During the Company’s two most recent fiscal years and through the Dismissal Date, there were no reportable events (as defined in Item 304(a)(1)(v) of Regulation S-K) except that KPMG advised the Company that it did not maintain effective internal control over financial reporting because of the effect of material weaknesses on the achievement of
the objectives of the control criteria, as described above.
The Company provided KPMG with a copy of this Report prior to its filing with the Securities and Exchange Commission (the “SEC”) and requested KPMG to furnish the Company with a letter addressed to the SEC, stating whether or not it agrees with the statements made above and, if not, stating the respects in which they do not agree. A
copy of such letter, dated August 17, 2009, is filed as Exhibit 16.1 to this Report.

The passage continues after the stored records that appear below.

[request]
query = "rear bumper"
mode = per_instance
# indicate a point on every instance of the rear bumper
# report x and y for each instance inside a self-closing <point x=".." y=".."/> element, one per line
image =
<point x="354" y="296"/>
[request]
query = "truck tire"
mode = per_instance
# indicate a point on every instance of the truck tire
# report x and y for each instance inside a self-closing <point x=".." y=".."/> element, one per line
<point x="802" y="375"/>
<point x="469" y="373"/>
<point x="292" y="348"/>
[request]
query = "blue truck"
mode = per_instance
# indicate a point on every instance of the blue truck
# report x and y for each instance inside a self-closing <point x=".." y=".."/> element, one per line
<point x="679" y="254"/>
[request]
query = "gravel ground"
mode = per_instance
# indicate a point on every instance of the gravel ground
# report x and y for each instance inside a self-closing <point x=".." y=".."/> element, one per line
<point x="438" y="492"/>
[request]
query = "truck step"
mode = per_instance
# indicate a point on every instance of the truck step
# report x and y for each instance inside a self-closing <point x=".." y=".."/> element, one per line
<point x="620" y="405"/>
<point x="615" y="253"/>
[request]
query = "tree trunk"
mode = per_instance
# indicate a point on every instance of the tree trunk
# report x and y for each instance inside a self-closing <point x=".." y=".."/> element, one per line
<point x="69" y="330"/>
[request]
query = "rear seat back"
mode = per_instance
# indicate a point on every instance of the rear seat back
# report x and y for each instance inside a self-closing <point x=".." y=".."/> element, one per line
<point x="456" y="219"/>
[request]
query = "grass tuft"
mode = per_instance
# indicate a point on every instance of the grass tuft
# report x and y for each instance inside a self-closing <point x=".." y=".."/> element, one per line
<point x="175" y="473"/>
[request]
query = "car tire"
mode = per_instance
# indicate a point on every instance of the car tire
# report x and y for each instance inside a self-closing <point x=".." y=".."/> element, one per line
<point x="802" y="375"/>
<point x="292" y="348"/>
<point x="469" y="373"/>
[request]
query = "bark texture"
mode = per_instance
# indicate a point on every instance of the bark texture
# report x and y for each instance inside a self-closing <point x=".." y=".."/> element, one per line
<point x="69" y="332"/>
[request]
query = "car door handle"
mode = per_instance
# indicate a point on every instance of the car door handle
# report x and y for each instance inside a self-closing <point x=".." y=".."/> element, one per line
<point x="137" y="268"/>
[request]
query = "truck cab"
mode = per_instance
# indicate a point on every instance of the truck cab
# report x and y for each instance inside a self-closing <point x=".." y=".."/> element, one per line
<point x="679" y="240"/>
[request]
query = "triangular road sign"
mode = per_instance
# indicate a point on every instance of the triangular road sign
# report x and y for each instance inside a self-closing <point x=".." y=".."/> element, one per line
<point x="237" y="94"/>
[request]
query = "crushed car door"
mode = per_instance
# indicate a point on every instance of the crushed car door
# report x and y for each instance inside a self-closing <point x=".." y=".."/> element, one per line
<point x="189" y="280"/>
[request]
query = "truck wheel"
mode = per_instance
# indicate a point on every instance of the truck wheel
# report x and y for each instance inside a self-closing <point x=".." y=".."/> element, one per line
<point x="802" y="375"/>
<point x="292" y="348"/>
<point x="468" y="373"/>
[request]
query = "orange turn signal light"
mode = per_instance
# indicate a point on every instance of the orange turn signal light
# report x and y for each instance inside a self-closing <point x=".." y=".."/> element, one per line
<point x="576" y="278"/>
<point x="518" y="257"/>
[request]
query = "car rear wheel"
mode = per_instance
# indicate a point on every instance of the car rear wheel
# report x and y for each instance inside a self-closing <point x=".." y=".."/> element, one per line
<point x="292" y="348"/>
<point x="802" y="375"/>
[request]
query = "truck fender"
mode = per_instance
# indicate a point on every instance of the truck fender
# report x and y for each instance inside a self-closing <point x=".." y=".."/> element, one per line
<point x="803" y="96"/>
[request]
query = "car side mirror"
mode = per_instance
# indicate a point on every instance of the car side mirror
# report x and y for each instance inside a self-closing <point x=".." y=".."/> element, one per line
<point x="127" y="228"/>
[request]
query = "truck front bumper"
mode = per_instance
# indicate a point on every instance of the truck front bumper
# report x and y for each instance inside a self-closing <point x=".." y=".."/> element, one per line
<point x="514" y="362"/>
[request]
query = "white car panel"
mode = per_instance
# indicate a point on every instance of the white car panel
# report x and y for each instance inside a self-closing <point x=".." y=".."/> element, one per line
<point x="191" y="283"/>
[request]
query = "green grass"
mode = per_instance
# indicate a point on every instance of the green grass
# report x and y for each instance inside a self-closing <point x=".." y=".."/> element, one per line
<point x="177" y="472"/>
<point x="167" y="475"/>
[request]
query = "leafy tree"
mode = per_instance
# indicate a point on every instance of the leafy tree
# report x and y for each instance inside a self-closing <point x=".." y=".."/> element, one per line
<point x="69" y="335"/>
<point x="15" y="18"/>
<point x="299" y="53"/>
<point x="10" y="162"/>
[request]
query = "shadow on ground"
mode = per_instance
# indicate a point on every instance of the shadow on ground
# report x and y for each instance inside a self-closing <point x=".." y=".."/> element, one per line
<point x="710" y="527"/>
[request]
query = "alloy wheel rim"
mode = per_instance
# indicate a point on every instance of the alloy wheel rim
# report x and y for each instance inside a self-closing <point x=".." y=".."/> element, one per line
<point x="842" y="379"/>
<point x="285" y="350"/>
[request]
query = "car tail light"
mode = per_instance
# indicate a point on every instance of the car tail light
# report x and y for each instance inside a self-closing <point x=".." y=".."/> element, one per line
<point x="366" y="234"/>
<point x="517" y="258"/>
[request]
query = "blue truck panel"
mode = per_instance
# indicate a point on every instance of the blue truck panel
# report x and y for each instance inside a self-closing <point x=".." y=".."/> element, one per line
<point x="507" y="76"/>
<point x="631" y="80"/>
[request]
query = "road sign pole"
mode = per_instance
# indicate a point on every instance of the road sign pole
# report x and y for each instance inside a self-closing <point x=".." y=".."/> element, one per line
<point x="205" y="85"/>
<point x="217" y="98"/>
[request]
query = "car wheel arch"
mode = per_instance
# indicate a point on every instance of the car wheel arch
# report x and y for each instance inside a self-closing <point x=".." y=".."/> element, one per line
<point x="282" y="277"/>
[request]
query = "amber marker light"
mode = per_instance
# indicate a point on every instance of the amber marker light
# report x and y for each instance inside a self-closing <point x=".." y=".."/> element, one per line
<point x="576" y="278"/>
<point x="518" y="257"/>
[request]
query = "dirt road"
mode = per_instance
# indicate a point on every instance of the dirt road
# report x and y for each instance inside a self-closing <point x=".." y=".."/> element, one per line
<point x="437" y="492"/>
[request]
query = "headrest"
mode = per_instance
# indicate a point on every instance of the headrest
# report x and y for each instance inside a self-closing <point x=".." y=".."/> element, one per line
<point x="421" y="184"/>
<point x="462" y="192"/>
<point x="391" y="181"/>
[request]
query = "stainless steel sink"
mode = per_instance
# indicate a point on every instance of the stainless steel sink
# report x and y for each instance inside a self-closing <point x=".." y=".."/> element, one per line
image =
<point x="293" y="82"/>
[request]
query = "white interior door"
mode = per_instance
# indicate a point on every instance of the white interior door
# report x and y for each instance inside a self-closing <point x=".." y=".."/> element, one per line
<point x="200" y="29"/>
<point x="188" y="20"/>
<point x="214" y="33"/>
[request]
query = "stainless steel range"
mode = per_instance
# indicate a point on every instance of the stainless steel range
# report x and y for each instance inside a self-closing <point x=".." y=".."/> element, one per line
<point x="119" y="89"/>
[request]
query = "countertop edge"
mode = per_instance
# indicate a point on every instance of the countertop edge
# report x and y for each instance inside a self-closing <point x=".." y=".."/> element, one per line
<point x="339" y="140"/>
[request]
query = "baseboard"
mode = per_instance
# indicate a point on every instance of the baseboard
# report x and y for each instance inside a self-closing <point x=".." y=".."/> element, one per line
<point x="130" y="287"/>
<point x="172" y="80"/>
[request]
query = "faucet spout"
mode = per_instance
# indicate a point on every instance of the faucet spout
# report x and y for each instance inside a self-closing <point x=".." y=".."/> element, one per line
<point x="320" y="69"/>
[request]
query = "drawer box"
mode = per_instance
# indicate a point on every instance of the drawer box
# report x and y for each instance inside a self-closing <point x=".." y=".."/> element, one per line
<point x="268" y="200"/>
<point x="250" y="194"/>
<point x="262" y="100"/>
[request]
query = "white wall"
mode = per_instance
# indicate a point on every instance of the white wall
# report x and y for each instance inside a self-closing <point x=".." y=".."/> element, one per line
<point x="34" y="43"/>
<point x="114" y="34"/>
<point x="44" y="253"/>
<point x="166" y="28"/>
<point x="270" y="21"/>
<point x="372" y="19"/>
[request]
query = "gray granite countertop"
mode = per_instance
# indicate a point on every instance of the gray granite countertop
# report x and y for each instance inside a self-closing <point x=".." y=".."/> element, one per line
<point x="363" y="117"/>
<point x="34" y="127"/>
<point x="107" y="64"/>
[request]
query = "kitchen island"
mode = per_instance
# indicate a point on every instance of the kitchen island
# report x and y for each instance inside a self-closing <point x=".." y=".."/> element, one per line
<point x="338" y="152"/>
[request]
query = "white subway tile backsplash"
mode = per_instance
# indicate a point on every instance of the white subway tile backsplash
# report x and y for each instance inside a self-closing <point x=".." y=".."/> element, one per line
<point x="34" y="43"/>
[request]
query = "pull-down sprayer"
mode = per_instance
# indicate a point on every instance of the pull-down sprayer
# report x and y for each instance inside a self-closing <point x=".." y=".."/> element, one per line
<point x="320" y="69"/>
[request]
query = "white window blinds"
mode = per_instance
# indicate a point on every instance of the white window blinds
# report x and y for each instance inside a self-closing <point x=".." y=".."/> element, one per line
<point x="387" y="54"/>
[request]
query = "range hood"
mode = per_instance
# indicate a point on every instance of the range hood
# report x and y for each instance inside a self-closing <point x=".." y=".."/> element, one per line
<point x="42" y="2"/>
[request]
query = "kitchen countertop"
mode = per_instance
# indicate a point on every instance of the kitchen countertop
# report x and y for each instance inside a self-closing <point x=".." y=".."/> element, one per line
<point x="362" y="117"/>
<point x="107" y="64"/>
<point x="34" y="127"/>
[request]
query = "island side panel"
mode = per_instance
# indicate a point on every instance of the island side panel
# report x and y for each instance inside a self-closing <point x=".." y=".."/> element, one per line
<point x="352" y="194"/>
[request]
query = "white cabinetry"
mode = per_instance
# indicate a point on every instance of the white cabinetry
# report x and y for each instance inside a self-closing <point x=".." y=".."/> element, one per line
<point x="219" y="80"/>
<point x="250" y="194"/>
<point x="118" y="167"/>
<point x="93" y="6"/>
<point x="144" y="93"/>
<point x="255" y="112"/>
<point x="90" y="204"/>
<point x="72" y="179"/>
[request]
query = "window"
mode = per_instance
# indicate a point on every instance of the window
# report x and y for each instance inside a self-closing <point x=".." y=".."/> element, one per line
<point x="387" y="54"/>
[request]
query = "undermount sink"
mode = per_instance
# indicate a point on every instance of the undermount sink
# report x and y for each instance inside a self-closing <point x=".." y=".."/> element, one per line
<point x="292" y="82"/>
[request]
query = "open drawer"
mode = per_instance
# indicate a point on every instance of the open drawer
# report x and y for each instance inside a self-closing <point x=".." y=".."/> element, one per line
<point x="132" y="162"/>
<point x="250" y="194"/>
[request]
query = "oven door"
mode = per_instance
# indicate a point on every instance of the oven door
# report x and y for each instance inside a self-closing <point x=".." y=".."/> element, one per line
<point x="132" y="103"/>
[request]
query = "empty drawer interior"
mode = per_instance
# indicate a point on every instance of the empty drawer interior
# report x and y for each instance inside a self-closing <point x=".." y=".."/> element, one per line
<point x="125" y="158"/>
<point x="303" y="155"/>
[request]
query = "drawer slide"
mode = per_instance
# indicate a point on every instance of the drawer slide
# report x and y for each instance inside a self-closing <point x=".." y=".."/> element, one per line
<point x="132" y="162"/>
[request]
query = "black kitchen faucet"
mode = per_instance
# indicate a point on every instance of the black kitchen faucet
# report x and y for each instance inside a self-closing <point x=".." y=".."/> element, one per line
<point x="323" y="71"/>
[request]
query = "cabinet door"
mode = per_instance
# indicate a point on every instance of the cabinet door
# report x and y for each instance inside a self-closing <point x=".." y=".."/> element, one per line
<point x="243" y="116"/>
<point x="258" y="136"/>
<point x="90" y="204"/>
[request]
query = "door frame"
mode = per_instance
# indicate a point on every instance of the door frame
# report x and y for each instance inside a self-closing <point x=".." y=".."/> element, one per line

(b) Engagement of Grant Thornton LLP
On August 11, 2009 (the “Engagement Date”), the Committee approved the appointment of Grant Thornton LLP (the “Current Accountants”) as the Company’s independent registered public accounting firm for the year ending December 31, 2009. Also on August 11, 2009, the Board of Directors of the Company ratified the
Committee’s approval of the appointment of the Current Accountants.
During the Company’s two most recent fiscal years and through the Engagement Date, neither the Company nor anyone on its behalf consulted the Current Accountants regarding either (1) the application of accounting principles to a specified transaction regarding the Company, either completed or proposed, or the type of audit opinion that might be
rendered on the Company’s financial statements; or (2) any matter regarding the Company that was either the subject of a disagreement (as defined in Item 304(a)(1)(iv) of Regulation S-K and related instructions to Item 304 of Regulation S-K) or a reportable event (as defined in Item 304(a)(1)(v) of Regulation S-K).